Chappelle, true to form, just made more fun of the Left in front of 18,000 fans at the Hollywood Bowl. So that means out of 18,000 people, some were likely Hollywood entertainment industry players. From them and fellow Californians, who vote lockstep blue, Chappelle got a standing ovation as he eviscerated the Left. For some of them, publicly applauding criticism of the Left must have been like coming out of a closet. But they did it anyway.
It’s like that line from the commander at Wake Island in the opening days of WWII. Besieged by the Japanese, when asked what he needed by his superiors, he answered, “Send more Japs.” The story is probably apocryphal, but it fits this bill. Dave Chappelle would no doubt relish the opportunity to skewer more leftists.

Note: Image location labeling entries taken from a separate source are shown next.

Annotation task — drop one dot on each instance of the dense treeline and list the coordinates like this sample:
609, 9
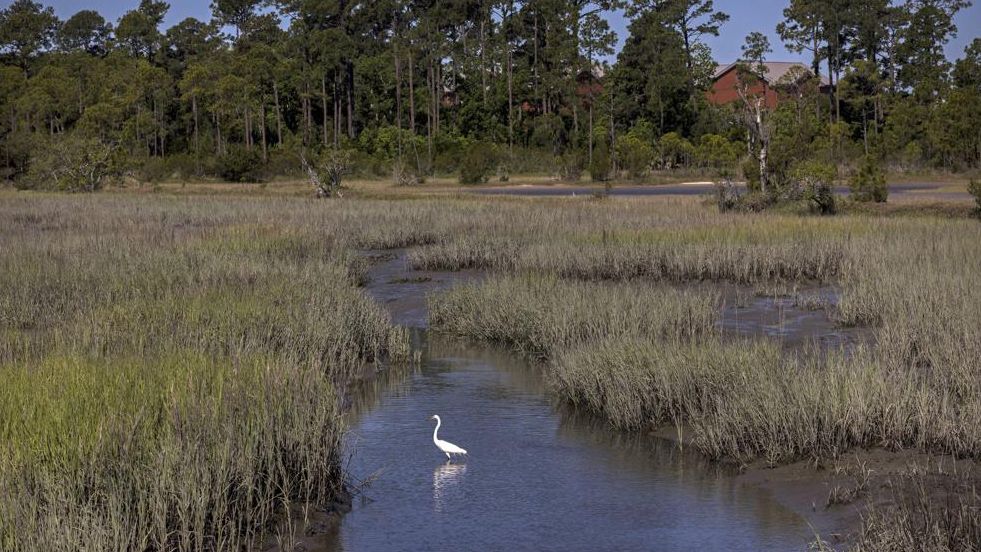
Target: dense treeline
502, 85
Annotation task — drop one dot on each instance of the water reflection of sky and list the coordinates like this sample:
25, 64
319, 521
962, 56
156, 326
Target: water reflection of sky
536, 478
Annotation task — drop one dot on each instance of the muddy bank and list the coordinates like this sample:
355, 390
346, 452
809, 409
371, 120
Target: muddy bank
830, 497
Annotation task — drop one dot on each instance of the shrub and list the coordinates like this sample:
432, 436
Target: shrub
404, 175
974, 188
750, 168
570, 166
71, 163
326, 171
815, 182
869, 183
674, 151
635, 155
478, 162
726, 195
601, 164
239, 164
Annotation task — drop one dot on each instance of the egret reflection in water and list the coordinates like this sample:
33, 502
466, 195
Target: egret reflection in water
445, 478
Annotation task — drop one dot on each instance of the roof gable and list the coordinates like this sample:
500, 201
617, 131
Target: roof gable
775, 70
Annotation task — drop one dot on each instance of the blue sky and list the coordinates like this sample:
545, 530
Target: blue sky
746, 16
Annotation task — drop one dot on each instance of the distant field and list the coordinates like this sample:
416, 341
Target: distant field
172, 364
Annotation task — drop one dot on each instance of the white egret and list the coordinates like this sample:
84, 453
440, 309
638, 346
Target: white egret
447, 447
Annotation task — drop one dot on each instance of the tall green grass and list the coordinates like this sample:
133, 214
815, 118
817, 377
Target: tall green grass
172, 369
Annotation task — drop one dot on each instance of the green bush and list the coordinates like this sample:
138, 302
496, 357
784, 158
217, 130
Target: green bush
239, 164
635, 155
569, 166
71, 163
674, 151
815, 182
599, 169
974, 188
869, 183
750, 168
478, 162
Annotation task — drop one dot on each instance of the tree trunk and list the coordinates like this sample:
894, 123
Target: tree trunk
262, 132
197, 136
510, 100
279, 115
350, 100
763, 142
412, 95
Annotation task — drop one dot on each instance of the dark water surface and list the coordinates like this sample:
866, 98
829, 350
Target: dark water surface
537, 477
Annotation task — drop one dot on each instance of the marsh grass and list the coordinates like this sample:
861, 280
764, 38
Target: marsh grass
173, 369
188, 353
914, 281
543, 315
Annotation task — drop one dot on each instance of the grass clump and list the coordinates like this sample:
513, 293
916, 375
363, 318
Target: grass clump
541, 316
172, 371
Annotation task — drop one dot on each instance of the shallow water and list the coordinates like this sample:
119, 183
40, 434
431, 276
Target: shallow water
536, 478
692, 189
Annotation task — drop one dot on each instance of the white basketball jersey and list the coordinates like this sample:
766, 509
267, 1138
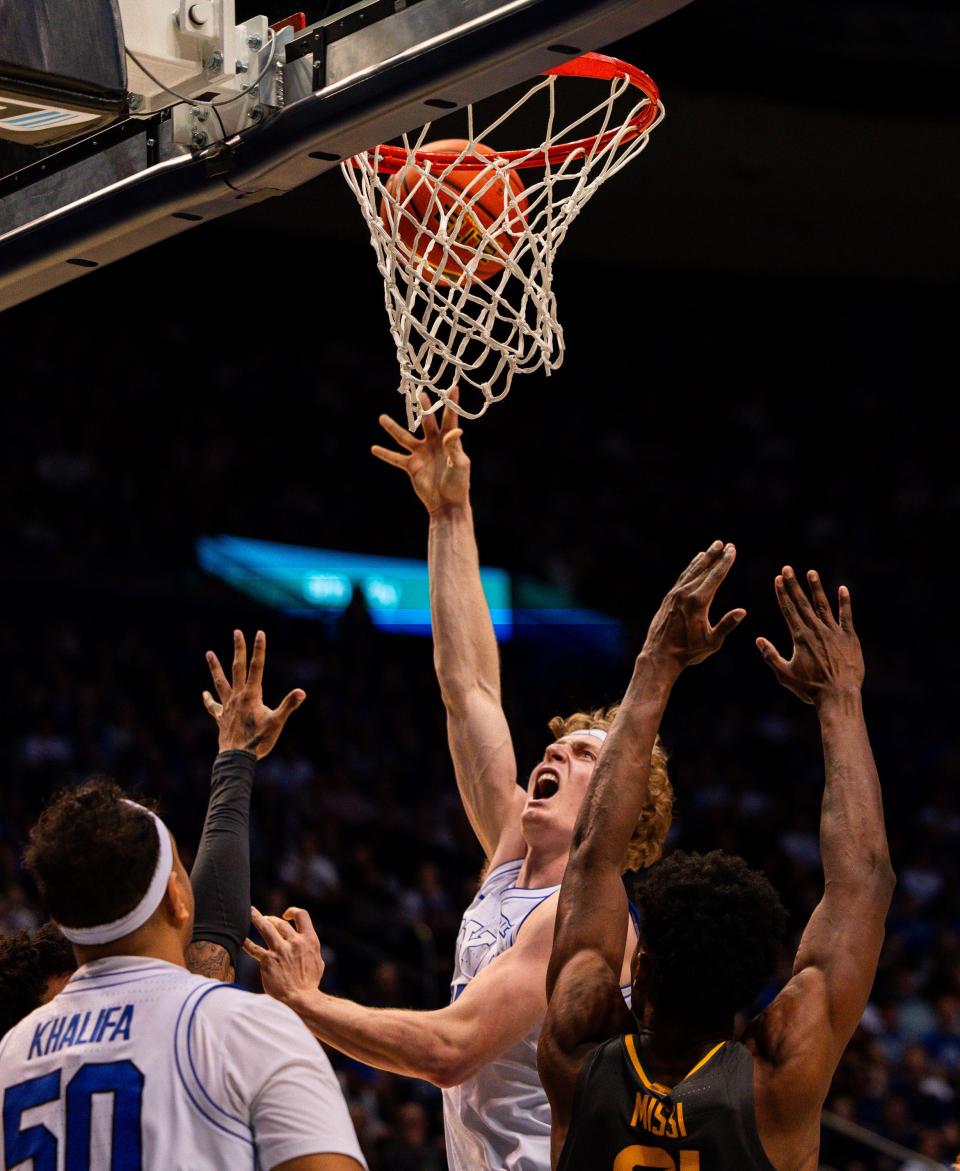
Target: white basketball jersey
499, 1120
139, 1066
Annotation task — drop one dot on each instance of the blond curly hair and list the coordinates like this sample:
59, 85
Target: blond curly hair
651, 829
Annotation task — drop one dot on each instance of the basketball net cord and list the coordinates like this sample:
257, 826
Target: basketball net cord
461, 330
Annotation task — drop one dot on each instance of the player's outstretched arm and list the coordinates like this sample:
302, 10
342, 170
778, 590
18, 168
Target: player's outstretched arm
803, 1033
221, 874
585, 1006
496, 1009
465, 650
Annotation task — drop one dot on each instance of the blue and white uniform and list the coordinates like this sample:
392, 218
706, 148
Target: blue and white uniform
498, 1120
139, 1066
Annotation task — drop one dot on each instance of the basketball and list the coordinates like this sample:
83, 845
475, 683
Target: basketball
460, 207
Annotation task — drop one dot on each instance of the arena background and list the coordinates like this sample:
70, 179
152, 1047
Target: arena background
761, 326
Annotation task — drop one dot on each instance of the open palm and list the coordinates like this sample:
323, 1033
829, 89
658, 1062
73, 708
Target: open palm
437, 465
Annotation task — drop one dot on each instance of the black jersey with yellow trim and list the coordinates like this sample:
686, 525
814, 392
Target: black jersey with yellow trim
624, 1121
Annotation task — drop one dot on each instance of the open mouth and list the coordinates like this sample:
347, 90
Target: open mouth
546, 785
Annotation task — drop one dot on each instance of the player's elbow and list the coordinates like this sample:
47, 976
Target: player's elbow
450, 1067
448, 1060
885, 878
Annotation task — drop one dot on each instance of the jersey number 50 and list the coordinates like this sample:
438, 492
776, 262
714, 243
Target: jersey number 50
632, 1157
122, 1079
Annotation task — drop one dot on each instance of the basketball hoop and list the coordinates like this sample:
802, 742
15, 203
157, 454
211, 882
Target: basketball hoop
466, 247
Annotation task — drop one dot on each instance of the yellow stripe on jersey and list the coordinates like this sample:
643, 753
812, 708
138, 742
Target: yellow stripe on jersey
631, 1048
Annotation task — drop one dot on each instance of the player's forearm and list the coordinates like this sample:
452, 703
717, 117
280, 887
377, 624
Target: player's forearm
221, 870
852, 836
465, 651
619, 785
396, 1040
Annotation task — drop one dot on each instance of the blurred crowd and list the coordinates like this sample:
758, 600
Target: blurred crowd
356, 814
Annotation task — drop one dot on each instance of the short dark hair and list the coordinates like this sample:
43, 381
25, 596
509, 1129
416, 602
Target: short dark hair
27, 961
93, 855
712, 931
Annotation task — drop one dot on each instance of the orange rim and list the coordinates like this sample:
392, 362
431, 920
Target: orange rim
390, 159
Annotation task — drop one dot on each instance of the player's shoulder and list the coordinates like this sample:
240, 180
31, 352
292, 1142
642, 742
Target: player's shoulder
536, 928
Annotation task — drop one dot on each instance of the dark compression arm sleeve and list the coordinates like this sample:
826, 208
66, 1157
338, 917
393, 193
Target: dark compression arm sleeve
221, 872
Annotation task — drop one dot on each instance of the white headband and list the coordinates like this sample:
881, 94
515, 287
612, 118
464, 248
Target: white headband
596, 733
109, 932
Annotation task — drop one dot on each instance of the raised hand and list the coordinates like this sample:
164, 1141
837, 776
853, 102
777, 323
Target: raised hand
292, 961
827, 659
437, 465
244, 719
680, 631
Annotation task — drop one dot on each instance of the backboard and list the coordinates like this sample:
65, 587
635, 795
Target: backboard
322, 94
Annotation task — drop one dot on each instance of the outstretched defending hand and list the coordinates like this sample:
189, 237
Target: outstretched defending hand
292, 961
827, 658
437, 465
680, 631
244, 719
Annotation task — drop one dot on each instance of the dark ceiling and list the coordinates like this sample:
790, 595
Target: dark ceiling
821, 138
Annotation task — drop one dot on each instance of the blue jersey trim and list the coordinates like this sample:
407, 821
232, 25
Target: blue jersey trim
503, 865
115, 984
198, 1106
77, 978
528, 916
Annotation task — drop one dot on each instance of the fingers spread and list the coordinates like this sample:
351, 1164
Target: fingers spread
717, 568
219, 679
821, 604
797, 596
731, 621
787, 607
254, 950
450, 415
845, 610
272, 937
398, 435
388, 456
255, 677
281, 926
214, 709
772, 656
431, 426
302, 920
289, 704
698, 565
452, 446
239, 659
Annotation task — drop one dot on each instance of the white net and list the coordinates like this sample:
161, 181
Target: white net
465, 240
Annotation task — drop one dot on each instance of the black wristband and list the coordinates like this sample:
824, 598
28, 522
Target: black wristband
221, 872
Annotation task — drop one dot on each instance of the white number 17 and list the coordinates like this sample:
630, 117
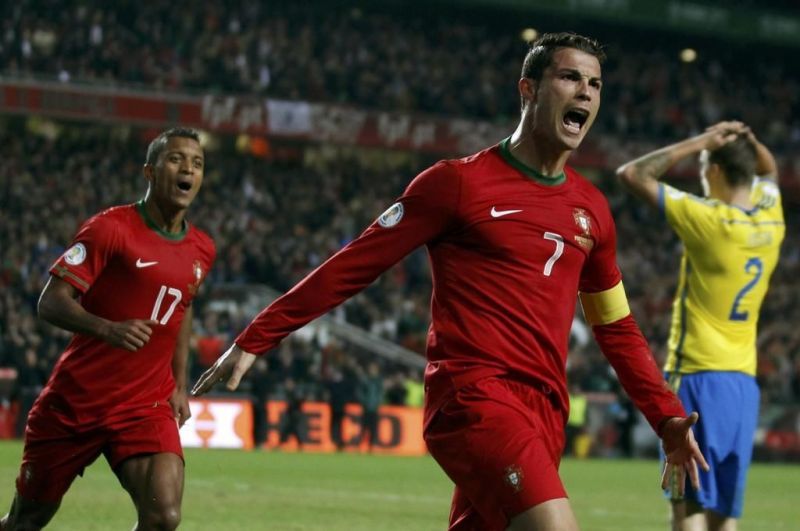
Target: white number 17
176, 293
553, 237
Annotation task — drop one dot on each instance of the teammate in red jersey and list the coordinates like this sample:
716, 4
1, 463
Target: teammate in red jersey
514, 235
125, 288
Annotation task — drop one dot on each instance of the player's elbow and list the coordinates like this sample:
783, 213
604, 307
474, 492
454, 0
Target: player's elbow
627, 175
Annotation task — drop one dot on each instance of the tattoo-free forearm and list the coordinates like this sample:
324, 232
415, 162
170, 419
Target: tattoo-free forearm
651, 166
181, 355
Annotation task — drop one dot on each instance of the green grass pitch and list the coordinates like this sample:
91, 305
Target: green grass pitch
231, 490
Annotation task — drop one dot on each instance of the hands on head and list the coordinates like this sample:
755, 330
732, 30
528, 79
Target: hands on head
682, 453
230, 367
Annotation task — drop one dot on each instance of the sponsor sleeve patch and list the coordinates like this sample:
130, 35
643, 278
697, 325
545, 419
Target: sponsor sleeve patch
392, 216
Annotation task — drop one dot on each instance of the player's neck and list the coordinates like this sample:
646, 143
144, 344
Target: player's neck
537, 153
165, 219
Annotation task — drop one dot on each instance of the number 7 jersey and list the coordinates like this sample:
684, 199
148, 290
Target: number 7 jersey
509, 252
126, 268
728, 259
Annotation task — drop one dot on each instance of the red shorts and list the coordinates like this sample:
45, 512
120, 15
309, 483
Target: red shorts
500, 441
57, 451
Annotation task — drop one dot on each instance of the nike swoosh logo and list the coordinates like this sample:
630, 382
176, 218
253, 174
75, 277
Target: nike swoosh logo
141, 264
500, 213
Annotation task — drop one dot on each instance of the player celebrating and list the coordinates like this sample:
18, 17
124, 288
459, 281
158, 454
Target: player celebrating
731, 241
513, 235
119, 389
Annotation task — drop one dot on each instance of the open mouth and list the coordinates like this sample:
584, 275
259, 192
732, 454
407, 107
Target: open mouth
574, 119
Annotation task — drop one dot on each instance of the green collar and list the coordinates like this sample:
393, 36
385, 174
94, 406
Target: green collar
547, 180
152, 224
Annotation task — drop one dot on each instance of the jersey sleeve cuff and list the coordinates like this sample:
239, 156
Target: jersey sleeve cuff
69, 277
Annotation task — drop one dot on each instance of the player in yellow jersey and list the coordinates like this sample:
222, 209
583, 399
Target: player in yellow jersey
731, 239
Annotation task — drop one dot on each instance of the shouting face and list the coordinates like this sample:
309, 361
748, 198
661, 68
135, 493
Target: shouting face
177, 175
566, 100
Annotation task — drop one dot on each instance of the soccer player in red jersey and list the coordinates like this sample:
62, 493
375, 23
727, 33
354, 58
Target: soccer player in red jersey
125, 288
514, 236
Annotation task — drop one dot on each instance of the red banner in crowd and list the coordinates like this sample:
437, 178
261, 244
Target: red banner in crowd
228, 423
231, 114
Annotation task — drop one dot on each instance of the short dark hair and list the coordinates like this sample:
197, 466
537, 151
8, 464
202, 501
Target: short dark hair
540, 54
158, 144
737, 159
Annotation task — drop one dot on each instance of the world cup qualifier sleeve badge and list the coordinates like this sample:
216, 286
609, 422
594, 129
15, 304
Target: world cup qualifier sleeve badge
584, 224
392, 216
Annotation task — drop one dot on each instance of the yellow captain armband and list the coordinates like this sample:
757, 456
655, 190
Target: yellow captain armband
605, 307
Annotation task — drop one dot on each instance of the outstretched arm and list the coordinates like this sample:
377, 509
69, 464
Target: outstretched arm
641, 175
426, 210
58, 306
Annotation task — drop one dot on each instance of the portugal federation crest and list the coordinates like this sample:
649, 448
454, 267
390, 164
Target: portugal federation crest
514, 476
584, 223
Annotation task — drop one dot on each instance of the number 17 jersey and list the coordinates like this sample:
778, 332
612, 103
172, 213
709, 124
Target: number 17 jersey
125, 268
729, 256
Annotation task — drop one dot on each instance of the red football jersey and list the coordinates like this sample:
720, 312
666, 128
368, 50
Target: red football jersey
509, 253
126, 268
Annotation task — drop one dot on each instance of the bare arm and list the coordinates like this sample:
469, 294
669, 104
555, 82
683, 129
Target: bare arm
179, 399
58, 306
641, 175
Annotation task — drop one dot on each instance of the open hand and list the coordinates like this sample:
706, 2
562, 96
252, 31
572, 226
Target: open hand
682, 453
231, 366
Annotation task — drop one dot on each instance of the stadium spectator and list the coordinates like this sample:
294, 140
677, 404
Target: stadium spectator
491, 355
732, 238
119, 389
370, 396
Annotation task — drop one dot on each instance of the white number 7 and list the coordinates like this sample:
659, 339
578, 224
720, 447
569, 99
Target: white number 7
552, 236
157, 306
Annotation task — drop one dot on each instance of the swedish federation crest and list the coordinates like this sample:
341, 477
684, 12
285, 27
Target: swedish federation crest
392, 216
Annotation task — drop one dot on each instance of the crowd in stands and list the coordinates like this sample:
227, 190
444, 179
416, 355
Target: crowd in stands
273, 221
451, 64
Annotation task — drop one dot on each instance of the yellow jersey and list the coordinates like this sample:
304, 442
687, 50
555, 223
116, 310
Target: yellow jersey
728, 258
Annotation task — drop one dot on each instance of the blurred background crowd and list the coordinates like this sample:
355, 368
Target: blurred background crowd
275, 218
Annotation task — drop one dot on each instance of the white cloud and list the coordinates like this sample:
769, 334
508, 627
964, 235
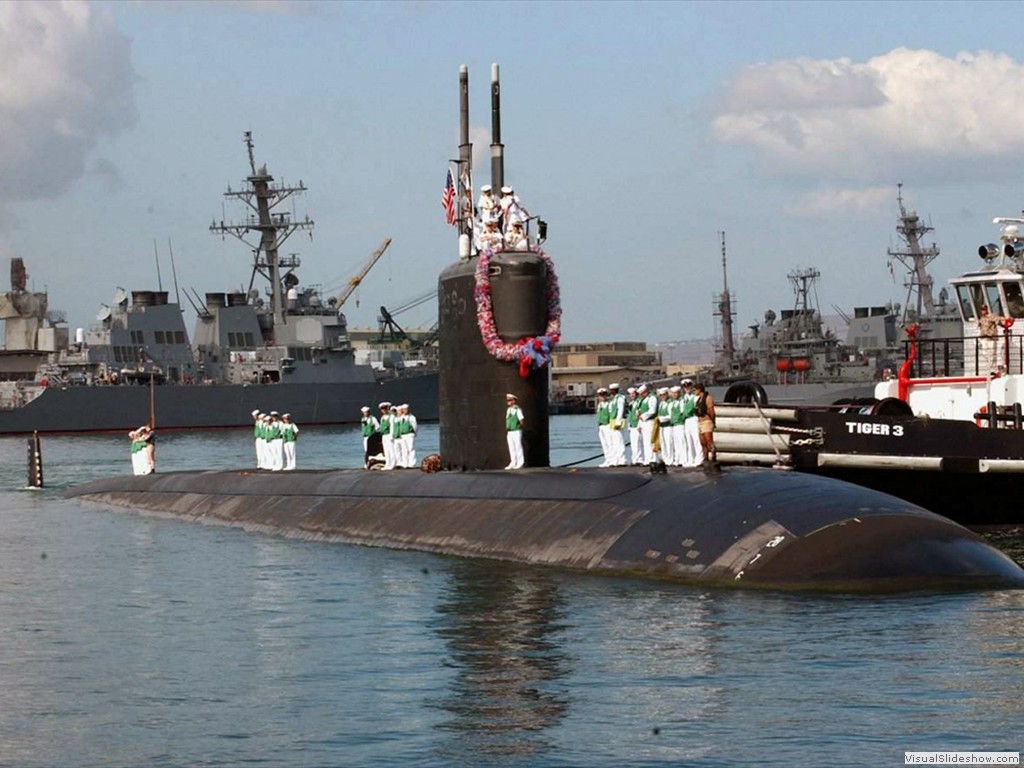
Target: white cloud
66, 80
846, 201
865, 121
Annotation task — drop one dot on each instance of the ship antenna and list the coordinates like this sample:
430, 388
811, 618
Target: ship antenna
724, 310
497, 147
156, 255
252, 157
174, 273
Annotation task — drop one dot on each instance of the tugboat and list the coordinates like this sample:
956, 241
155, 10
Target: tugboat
946, 431
288, 350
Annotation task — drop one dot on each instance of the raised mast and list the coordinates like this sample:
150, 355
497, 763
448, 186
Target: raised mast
262, 197
915, 259
725, 311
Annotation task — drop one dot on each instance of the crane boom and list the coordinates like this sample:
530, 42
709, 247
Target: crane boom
354, 282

Eastwood just blew off the kerfuffle. But strangely, so did Hollywood. The sad little man who tried to stir an old pot was not backed by the usual Hollywood airheads. He was ignored and also ridiculed. Not, I bet, what he was expecting.
Yes, the Stones folded on the song. But their fans are in an uproar and Keith Richards, between injections of the blood of ancient Egyptian pharoahs, hinted that the decision may not stand for long. Three scenes that may signal a rebellion with legs, a play to return America to cultural sanity.